Bebeklerimin intikamını alıyordum. Doğmamış bebeklerimin intikamını.
Bazen aynaya bakınca kendimi cani gibi hissediyordum bu yüzden. Çünkü o kadına iki yıldır yapmadığım kalmamıştı. Elime çok uzun süre önce sevdiğimin kanı bulaşmıştı, şimdi de onun kanı vardı.
Ama o hak etmişti. Azer hak etmemişti. Azer sadece mutlu olmayı hak etmişti. O mutluluğu benimle istiyordu ama ben uğursuzdum. Kara bir leke gibiydim. Kan lekesini kapatırdın belki ama kara lekeyi saklayamazdın.
Bir mühür gibiydi üzerimdeki kara leke. Bana bulaşmıştı canımı yaka yaka.
İçimde tuttuğum sır ya da gerçek mi demeliyim bilmiyorum bebeklerimizin olduğu ve öldürüldükleriydi. Benden habersiz.
Bunu iki yıl önce öğrenmiştim. Tam Azer'e koşa koşa gideceğim, her şeye onunla tekrar başlayacağım bir hayata koşa koşa gidecektim. Ama o gün ayaklarıma paslı bir pranga vurmuştu hayat ve benim yaralı kanatlarımın o prangayı taşımaya gücü yetmemişti.
Bu gerçek zamanla sırtımda bir kambur, rüyamın içinde bir kabus, kalbimde koca bir boşluk, ruhumda derin bir yara olmuştu.
İlk başlarda çok öfkelenmiştim kendime.

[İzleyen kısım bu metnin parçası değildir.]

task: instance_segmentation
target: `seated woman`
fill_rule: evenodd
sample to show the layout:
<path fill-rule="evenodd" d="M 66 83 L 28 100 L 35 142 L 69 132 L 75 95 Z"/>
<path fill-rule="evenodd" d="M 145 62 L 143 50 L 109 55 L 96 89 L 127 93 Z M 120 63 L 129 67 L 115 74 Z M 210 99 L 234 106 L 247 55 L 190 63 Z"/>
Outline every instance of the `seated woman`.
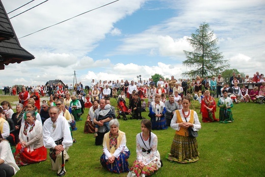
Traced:
<path fill-rule="evenodd" d="M 250 93 L 249 94 L 249 97 L 250 99 L 253 102 L 255 102 L 257 100 L 256 96 L 258 95 L 258 87 L 255 87 L 253 89 L 250 91 Z"/>
<path fill-rule="evenodd" d="M 216 104 L 215 98 L 210 94 L 209 90 L 205 90 L 204 97 L 201 100 L 201 112 L 202 112 L 202 121 L 203 122 L 211 122 L 219 120 L 215 117 Z"/>
<path fill-rule="evenodd" d="M 23 111 L 23 104 L 18 103 L 16 107 L 16 113 L 13 114 L 12 116 L 12 119 L 15 123 L 15 128 L 16 130 L 14 132 L 15 135 L 15 143 L 16 144 L 18 142 L 18 135 L 19 135 L 19 131 L 20 131 L 20 127 L 21 126 L 21 121 L 23 118 L 23 115 L 24 111 Z"/>
<path fill-rule="evenodd" d="M 118 96 L 117 92 L 117 89 L 115 87 L 113 88 L 112 89 L 112 97 L 113 98 L 116 98 Z"/>
<path fill-rule="evenodd" d="M 134 99 L 130 100 L 130 107 L 129 109 L 131 109 L 132 113 L 134 118 L 137 119 L 142 119 L 142 104 L 141 99 L 139 98 L 139 94 L 136 93 L 135 94 Z"/>
<path fill-rule="evenodd" d="M 82 113 L 81 110 L 82 105 L 79 100 L 76 99 L 75 95 L 71 96 L 72 102 L 70 103 L 70 108 L 71 108 L 71 113 L 74 117 L 75 121 L 82 120 L 80 117 Z"/>
<path fill-rule="evenodd" d="M 89 94 L 87 94 L 85 100 L 85 108 L 89 108 L 92 106 L 92 104 L 90 101 L 90 96 Z"/>
<path fill-rule="evenodd" d="M 24 114 L 23 115 L 23 118 L 22 119 L 22 120 L 21 120 L 21 125 L 24 124 L 24 122 L 26 120 L 26 112 L 28 111 L 35 111 L 35 117 L 36 117 L 36 119 L 37 119 L 41 122 L 42 122 L 41 118 L 40 117 L 40 114 L 39 114 L 37 112 L 36 112 L 35 111 L 35 110 L 36 110 L 35 108 L 36 108 L 35 107 L 35 105 L 34 103 L 29 103 L 28 104 L 28 105 L 26 105 L 26 112 L 25 113 L 24 113 Z"/>
<path fill-rule="evenodd" d="M 4 101 L 1 103 L 1 106 L 6 114 L 6 117 L 11 118 L 12 115 L 14 114 L 14 111 L 12 109 L 12 106 L 10 103 L 7 101 Z"/>
<path fill-rule="evenodd" d="M 232 99 L 228 97 L 227 91 L 223 90 L 222 92 L 223 97 L 219 98 L 217 105 L 220 108 L 219 111 L 219 122 L 227 123 L 234 121 L 231 108 L 233 107 Z"/>
<path fill-rule="evenodd" d="M 99 101 L 98 99 L 94 99 L 93 102 L 93 106 L 89 108 L 89 112 L 87 116 L 87 121 L 85 122 L 84 128 L 84 133 L 94 133 L 95 125 L 94 124 L 94 113 L 95 111 L 99 108 L 98 104 Z"/>
<path fill-rule="evenodd" d="M 161 167 L 157 137 L 151 132 L 150 121 L 142 120 L 141 129 L 142 132 L 136 136 L 137 159 L 127 175 L 128 177 L 150 176 Z"/>
<path fill-rule="evenodd" d="M 119 130 L 120 124 L 117 119 L 111 120 L 109 125 L 111 131 L 104 135 L 100 163 L 111 172 L 128 172 L 130 153 L 126 146 L 125 133 Z"/>
<path fill-rule="evenodd" d="M 0 132 L 0 176 L 13 176 L 19 170 L 16 164 L 8 141 L 3 139 Z"/>
<path fill-rule="evenodd" d="M 125 96 L 125 94 L 124 94 L 124 91 L 121 91 L 121 94 L 119 94 L 119 96 L 118 96 L 118 99 L 119 99 L 119 98 L 121 98 L 126 101 L 126 100 L 125 100 L 126 96 Z"/>
<path fill-rule="evenodd" d="M 14 155 L 19 166 L 47 159 L 47 149 L 43 145 L 42 139 L 42 123 L 36 119 L 34 111 L 29 111 L 26 115 L 26 120 L 21 125 L 19 143 Z"/>
<path fill-rule="evenodd" d="M 170 127 L 176 133 L 170 153 L 166 158 L 180 163 L 195 162 L 199 160 L 198 144 L 195 137 L 189 136 L 188 128 L 191 127 L 194 131 L 198 131 L 201 129 L 201 123 L 197 113 L 189 108 L 191 98 L 183 96 L 181 104 L 183 109 L 176 110 L 171 120 Z"/>
<path fill-rule="evenodd" d="M 174 92 L 174 100 L 177 103 L 179 99 L 181 99 L 181 96 L 178 94 L 177 90 L 176 90 Z"/>
<path fill-rule="evenodd" d="M 154 101 L 150 105 L 148 116 L 151 118 L 152 130 L 166 130 L 168 129 L 165 118 L 166 106 L 160 100 L 160 96 L 155 95 Z"/>
<path fill-rule="evenodd" d="M 5 118 L 6 114 L 2 108 L 0 107 L 0 132 L 3 138 L 7 138 L 10 135 L 9 124 Z"/>

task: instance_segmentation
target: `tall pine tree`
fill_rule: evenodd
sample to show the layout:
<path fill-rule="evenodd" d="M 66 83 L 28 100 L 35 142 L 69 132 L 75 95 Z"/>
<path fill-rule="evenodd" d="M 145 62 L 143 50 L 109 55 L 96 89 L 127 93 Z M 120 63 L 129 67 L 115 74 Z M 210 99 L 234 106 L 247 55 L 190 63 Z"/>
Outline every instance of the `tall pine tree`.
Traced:
<path fill-rule="evenodd" d="M 214 34 L 209 24 L 204 22 L 187 39 L 194 50 L 183 50 L 187 59 L 182 64 L 192 69 L 182 74 L 192 78 L 197 75 L 204 78 L 217 74 L 228 68 L 228 60 L 223 60 L 222 53 L 218 52 L 219 47 L 216 47 L 218 39 L 213 39 Z"/>

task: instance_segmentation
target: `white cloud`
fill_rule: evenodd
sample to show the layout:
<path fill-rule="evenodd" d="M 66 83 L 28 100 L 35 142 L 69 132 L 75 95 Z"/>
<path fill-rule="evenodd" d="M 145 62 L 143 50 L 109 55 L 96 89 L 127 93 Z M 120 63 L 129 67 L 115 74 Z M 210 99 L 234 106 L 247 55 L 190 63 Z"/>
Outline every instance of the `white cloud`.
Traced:
<path fill-rule="evenodd" d="M 121 34 L 121 31 L 117 28 L 114 28 L 114 29 L 111 31 L 111 34 L 112 36 L 119 36 Z"/>

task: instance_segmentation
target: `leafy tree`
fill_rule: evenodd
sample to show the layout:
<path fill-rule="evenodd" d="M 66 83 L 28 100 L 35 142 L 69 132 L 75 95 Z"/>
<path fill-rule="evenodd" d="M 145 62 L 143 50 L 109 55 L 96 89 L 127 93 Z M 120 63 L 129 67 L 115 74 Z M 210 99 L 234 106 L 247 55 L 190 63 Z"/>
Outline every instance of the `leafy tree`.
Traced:
<path fill-rule="evenodd" d="M 155 84 L 156 84 L 157 81 L 159 81 L 160 78 L 162 78 L 162 80 L 164 81 L 164 77 L 163 77 L 163 75 L 157 73 L 155 73 L 153 75 L 151 75 L 151 78 L 153 79 L 153 81 L 154 82 Z"/>
<path fill-rule="evenodd" d="M 207 75 L 215 75 L 228 67 L 228 60 L 223 60 L 222 53 L 219 53 L 216 47 L 218 38 L 213 39 L 214 31 L 210 31 L 209 24 L 201 24 L 195 34 L 187 39 L 193 52 L 183 50 L 187 59 L 182 62 L 184 66 L 192 68 L 184 73 L 191 78 L 198 75 L 203 78 Z"/>

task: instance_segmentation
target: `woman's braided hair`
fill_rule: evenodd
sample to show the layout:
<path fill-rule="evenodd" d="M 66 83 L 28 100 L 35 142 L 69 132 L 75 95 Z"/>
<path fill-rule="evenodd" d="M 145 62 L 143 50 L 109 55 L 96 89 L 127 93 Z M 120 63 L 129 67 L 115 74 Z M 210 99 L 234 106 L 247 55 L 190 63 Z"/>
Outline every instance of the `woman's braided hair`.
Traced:
<path fill-rule="evenodd" d="M 141 122 L 141 124 L 143 123 L 144 125 L 149 130 L 149 146 L 150 146 L 150 144 L 151 143 L 151 129 L 152 129 L 152 123 L 149 119 L 144 119 L 142 120 Z"/>

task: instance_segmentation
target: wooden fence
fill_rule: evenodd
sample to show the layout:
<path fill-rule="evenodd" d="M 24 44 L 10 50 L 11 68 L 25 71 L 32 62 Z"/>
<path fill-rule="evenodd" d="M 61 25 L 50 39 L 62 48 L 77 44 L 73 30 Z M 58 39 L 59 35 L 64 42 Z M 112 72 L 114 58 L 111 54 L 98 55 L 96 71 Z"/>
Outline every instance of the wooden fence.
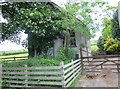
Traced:
<path fill-rule="evenodd" d="M 110 68 L 113 72 L 120 73 L 120 55 L 94 55 L 83 49 L 80 49 L 82 70 L 85 72 L 99 73 L 103 68 Z"/>
<path fill-rule="evenodd" d="M 59 66 L 2 67 L 3 87 L 69 87 L 81 73 L 80 59 Z"/>
<path fill-rule="evenodd" d="M 4 57 L 4 58 L 0 58 L 2 59 L 2 61 L 16 61 L 16 60 L 24 60 L 24 59 L 28 59 L 28 56 L 21 56 L 21 57 Z"/>

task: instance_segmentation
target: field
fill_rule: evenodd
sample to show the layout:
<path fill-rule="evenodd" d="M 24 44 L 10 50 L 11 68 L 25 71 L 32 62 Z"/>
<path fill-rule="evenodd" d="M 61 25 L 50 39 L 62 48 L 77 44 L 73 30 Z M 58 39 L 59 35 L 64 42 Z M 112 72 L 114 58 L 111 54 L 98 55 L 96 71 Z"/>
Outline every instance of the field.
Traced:
<path fill-rule="evenodd" d="M 28 56 L 27 50 L 5 51 L 5 52 L 0 52 L 0 54 L 2 54 L 0 56 L 0 59 L 2 60 L 27 59 Z"/>

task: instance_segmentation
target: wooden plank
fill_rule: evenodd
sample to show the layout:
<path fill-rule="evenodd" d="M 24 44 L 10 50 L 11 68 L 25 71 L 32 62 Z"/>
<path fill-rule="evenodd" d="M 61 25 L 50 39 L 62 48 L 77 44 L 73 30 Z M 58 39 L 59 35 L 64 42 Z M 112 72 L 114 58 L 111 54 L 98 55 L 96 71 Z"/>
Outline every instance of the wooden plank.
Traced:
<path fill-rule="evenodd" d="M 96 66 L 96 65 L 84 65 L 84 66 Z M 103 64 L 103 66 L 116 66 L 116 64 Z"/>
<path fill-rule="evenodd" d="M 22 56 L 22 57 L 4 57 L 4 58 L 1 58 L 1 59 L 14 59 L 14 58 L 28 58 L 28 56 Z"/>
<path fill-rule="evenodd" d="M 101 71 L 86 71 L 86 72 L 101 72 Z M 118 72 L 113 72 L 113 73 L 118 73 Z"/>
<path fill-rule="evenodd" d="M 73 62 L 71 62 L 71 63 L 69 63 L 69 64 L 64 65 L 64 67 L 63 67 L 63 68 L 67 68 L 67 67 L 69 67 L 69 66 L 71 66 L 71 65 L 73 65 Z"/>
<path fill-rule="evenodd" d="M 103 68 L 104 69 L 104 68 Z M 111 70 L 117 70 L 117 68 L 110 68 Z M 90 70 L 90 69 L 84 69 L 84 70 Z M 94 70 L 101 70 L 101 68 L 95 68 Z"/>
<path fill-rule="evenodd" d="M 70 68 L 66 69 L 66 70 L 65 70 L 65 74 L 66 74 L 68 71 L 72 70 L 74 67 L 78 66 L 78 65 L 80 65 L 80 63 L 77 63 L 77 64 L 75 64 L 74 66 L 71 66 Z"/>
<path fill-rule="evenodd" d="M 45 77 L 45 76 L 5 76 L 3 75 L 2 78 L 8 78 L 8 79 L 39 79 L 39 80 L 62 80 L 62 77 Z"/>
<path fill-rule="evenodd" d="M 2 70 L 24 70 L 25 67 L 14 67 L 14 68 L 8 68 L 3 67 Z M 61 69 L 60 66 L 40 66 L 40 67 L 27 67 L 27 70 L 54 70 L 54 69 Z"/>
<path fill-rule="evenodd" d="M 77 59 L 77 60 L 73 61 L 73 64 L 75 64 L 77 62 L 80 62 L 80 59 Z"/>
<path fill-rule="evenodd" d="M 24 81 L 6 80 L 8 83 L 24 84 Z M 62 82 L 49 82 L 49 81 L 27 81 L 26 84 L 40 84 L 40 85 L 62 85 Z"/>
<path fill-rule="evenodd" d="M 76 72 L 74 72 L 74 74 L 72 76 L 70 76 L 66 81 L 65 83 L 67 84 L 70 80 L 72 80 L 72 78 L 75 77 L 75 75 L 77 75 L 79 73 L 80 69 L 78 69 Z"/>
<path fill-rule="evenodd" d="M 27 72 L 27 73 L 25 73 L 25 72 L 2 72 L 2 74 L 41 74 L 41 75 L 58 75 L 58 74 L 62 74 L 62 72 L 60 71 L 58 71 L 58 72 L 49 72 L 49 71 L 44 71 L 44 72 Z"/>
<path fill-rule="evenodd" d="M 80 66 L 76 67 L 74 70 L 72 70 L 71 72 L 69 72 L 67 75 L 65 75 L 65 79 L 68 78 L 72 73 L 74 73 L 74 71 L 76 71 L 77 69 L 79 69 Z"/>

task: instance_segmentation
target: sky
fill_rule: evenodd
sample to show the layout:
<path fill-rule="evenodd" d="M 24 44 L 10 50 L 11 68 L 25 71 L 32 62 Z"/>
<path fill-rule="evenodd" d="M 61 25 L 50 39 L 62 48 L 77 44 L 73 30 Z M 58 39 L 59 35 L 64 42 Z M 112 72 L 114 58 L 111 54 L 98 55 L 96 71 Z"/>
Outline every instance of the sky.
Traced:
<path fill-rule="evenodd" d="M 53 1 L 57 5 L 61 6 L 61 5 L 63 5 L 63 3 L 65 4 L 67 1 L 70 1 L 70 0 L 51 0 L 51 1 Z M 80 0 L 77 0 L 77 1 L 80 1 Z M 120 0 L 107 0 L 107 1 L 108 1 L 109 5 L 111 5 L 111 6 L 118 6 L 118 2 Z M 1 16 L 0 16 L 0 20 L 3 21 Z M 100 31 L 96 32 L 96 36 L 92 40 L 97 40 L 99 38 L 99 36 L 101 36 Z M 22 34 L 22 39 L 24 39 L 26 37 L 27 37 L 27 35 Z M 19 50 L 19 49 L 24 49 L 24 47 L 22 47 L 21 45 L 17 45 L 16 43 L 10 42 L 8 40 L 6 40 L 4 43 L 0 44 L 0 51 Z"/>

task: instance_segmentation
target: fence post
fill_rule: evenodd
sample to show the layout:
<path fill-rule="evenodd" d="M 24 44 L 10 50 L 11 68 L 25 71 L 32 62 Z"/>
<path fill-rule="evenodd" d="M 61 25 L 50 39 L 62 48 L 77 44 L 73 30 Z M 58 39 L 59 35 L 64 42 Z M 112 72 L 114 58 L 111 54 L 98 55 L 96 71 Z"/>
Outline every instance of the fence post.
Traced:
<path fill-rule="evenodd" d="M 120 73 L 120 71 L 119 71 L 119 64 L 117 64 L 117 70 L 118 70 L 118 73 Z"/>
<path fill-rule="evenodd" d="M 28 82 L 28 75 L 27 75 L 27 65 L 25 65 L 25 87 L 28 86 L 27 82 Z"/>
<path fill-rule="evenodd" d="M 65 87 L 65 72 L 64 72 L 64 62 L 62 61 L 60 63 L 61 65 L 61 72 L 62 72 L 62 87 Z"/>
<path fill-rule="evenodd" d="M 82 55 L 82 48 L 80 48 L 80 57 L 81 57 L 81 74 L 83 72 L 83 55 Z"/>

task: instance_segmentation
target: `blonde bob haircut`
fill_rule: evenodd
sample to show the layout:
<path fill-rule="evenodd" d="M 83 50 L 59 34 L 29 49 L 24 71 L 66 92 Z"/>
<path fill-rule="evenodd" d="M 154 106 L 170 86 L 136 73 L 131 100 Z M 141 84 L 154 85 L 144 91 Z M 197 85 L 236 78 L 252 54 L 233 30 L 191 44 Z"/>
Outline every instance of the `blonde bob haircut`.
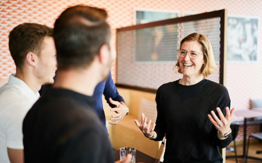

Nasıl anne olduğumu, iki canın içimdeki varlığını hissedemedim diye. Ama sonra kızmayı bıraktım çünkü ben hiç anne sevgisi görmemiştim ki anneliğin ne demek olduğunu bilecektim.
Annem beni hiç sevmemişti, ben bebeklerimi çok sevecektim ama onları hissedememiştim. Bu eşitsizlikti, haksızlık, adaletsizlik..
Ama en çok acıydı.
Sonra Azer'e çok kızmıştım. Çok öfkelenmiştim. Kendime kızmaktan vazgeçtiğim gün Azer'e öfke duymaya başlamıştım. Çünkü kendime biraz daha kızmaya devam etseydim kendimi tekrar ölümün eşiğine sürükler hatta ilkinde başaramadığımı bu sefer yapardım.
Ben nefes alabilmek için Azer'e öfke duymak ve ikimizin payına düşen acıyı tek başıma sırtlamak zorunda kalmıştım.
O kadına yaptıklarım bile içimde yanan acının kor ateşini söndürmeye yetmiyordu. İçim cayır cayırdı. O günden sonra çok kez kabuslar görmüştüm, çok gece titreye titreye uyanmış Can'a ağlayarak sarılırken sabahı sabah etmiştim.